The new ANZAC relationship - good cop, bad cop

While Australia is arming itself to the teeth to prepare for future wars, for the sake of the region New Zealand should stick to what it does best

Mike Moore put is succinctly and colourfully, in distinctly Mooresque terms: Australians are becoming the Texans of the South Pacific and New Zealand are the Canadians.

Without unwrapping screeds of wonky foreign policy, everyone watching Q+A on Sunday morning would have known exactly what Moore meant. Australia is getting the big guns and we're not.

Australia's Foreign Minister Stephen Smith had just been explaining Australia's commitment, announced at the end of April, to spend $100 billion over the next 20 years arming itself to the teeth. Exactly 100 new fighter jets, a fleet of 12 new submarines, and a gaggle of warships to boot. When they look around the Pacific, the Australians see potential enemies. As a result, they are building a defence force of a might befitting a "middle power", complete with a "don't even think about it" strike capacity. New Zealand has no such plans.

It has long been thus; but not always. For decades this country over-compensated for the implications of our size and geography by sending its sons to die in far-flung wars, often in disproportionate numbers. We fought those implications as hard as we fought the Jerries. No-one was going to say we didn't do our fair share just because we came from down the bottom of the world.

The Lange administration's withdrawal from ANZUS implied a change in attitude and the Clark government made it implicit. With the Key government has come acceptance. Or so it seems. We are not a country to impose its will with guns and bravado. We are not Texans, or indeed, Australians.

Some New Zealanders still grind their teeth at this, endlessly fretting that we aren't pulling our weight in defence. What they seem determined not to understand is that we have a different role; one that plays to our strengths and one that many Australians - and even many Americans - are entirely happy with.

In simple terms, it's a 'good cop, bad cop' routine for the Asia-Pacific stage. Ultimately, we want many of the same things, but have different methods. Australia is the bad cop, with its subs and jet fighters and a hint of fear in its eyes. It can fight state-to-state wars with whoever might come along. The Australian analysts who wrote the recent Australian White Paper on defence that recommended the spend-up hinted - with some bolstering by a few hairy-chested and slightly paranoid politicians - that the growing Chinese military could "cause concern" to its neighbours. But really they're preparing for all-comers. The emphasis on naval spending is an attempt to fight any enemy before they reach Australian soil.

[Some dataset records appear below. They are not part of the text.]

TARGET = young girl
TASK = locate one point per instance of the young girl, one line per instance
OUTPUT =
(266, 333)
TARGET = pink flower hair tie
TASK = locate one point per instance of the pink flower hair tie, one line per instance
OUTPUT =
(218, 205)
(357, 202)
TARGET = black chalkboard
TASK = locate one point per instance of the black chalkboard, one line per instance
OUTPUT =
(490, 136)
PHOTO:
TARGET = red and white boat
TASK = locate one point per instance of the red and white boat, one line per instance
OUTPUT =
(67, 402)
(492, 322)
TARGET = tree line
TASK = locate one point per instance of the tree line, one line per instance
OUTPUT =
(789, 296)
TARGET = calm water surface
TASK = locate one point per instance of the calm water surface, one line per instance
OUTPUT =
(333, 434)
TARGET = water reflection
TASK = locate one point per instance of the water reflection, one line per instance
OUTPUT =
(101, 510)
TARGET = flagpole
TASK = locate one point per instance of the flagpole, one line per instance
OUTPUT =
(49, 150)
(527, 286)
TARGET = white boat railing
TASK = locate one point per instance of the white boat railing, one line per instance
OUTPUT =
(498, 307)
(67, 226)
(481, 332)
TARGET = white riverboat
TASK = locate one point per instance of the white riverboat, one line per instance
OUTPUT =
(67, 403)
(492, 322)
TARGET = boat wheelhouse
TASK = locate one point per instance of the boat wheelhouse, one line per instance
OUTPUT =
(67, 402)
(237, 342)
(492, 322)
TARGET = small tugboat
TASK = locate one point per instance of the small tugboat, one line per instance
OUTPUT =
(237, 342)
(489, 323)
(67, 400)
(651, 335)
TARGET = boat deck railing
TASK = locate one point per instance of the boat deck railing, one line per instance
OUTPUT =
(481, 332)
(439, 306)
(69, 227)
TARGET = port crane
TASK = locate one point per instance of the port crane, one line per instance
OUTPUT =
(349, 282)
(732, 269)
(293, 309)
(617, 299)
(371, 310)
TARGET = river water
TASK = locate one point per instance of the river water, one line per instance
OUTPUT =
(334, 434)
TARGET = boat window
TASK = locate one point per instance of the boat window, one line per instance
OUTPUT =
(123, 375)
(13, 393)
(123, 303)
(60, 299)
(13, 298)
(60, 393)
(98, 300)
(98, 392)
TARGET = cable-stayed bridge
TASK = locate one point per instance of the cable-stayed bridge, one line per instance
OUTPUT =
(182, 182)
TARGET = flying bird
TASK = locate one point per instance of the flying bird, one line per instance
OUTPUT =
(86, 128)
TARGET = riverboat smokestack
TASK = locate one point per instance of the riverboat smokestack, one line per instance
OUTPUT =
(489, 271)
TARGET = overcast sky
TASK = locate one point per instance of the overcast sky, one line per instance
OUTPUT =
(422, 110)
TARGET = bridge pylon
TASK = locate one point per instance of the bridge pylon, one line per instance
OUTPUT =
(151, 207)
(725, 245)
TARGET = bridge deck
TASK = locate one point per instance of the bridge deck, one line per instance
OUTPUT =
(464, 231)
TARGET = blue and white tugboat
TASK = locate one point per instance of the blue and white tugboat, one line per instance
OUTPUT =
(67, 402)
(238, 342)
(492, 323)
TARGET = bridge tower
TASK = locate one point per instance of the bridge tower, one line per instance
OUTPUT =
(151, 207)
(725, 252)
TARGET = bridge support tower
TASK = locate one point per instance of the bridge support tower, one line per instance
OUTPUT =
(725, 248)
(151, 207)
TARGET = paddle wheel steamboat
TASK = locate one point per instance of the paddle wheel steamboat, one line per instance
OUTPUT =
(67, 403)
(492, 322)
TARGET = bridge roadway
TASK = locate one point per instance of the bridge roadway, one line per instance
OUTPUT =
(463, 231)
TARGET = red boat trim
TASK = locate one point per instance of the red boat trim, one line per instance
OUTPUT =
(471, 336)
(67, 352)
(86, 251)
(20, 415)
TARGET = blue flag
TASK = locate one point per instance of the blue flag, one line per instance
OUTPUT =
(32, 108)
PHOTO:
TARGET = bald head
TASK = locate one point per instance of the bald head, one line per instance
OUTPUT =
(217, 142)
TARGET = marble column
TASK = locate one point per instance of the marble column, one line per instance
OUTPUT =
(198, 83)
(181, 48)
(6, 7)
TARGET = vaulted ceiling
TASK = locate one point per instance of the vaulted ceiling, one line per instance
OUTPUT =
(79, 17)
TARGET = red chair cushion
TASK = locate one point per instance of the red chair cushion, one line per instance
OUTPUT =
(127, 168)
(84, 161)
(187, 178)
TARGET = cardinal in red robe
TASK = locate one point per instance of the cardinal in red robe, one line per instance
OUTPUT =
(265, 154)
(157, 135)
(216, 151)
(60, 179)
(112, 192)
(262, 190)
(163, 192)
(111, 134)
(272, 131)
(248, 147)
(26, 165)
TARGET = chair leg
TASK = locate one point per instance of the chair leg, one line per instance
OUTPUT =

We, on the other hand, are the good cop. The Canadians. We don't prepare to fight the wars between countries, but to help deal with the battles within countries.

That doesn't mean we're not doing our bit. Given the size of our population and our economy, the distance from other countries, our benign immediate neighbours, our alliances, and our peace-keeping, multilateral-loving reputation, our role is to be the one without the guns. The honest broker. The smiling old uncle. The one who keeps the peace, stabilises the nation, helps keep down the insurgencies, and rebuilds the soft power in a nation.

As Moore also said on TVNZ, even though Australia gave many millions more in aid each year, it was New Zealand that was able to make progress on the Bougainville peace talks. "Guess who they liked better," he said.

It's a division of labour that works, but it means that Australia needs to not only put up with our more independent line of world affairs, it should welcome it. If we are to be the honest broker, we are better as a close friend of America's than as a close ally. Our closer relationship with China, which Australia covets, is strategically a boon for them as well.

What it does not mean is that we need to bend over backwards to fit in with Australia's view of the Pacific as a scary place or spend over the odds to accommodate Australia's 'middle power' aspirations. Yes, we should be thankful for the shield it creates between us any clear and potential danger; and yes, we should look for areas of compatibility and what's known as inter-operability (that is, the ability and technical capacity for our armed services to work together).

But as we prepare our own White Paper this year, we should remember the strategic role we play in this neighbourhood of the world, remember what is in our national interest, and not be held hostage by the big-spending aspirations of our Texan ally across the ditch. This government took re-jigged its "gone by lunchtime" foreign policy as part of its conversion to 'Labour lite'. This White Paper will be a test of whether it's really bought into an independent approach to our foreign policy. It needs the courage to be Canada.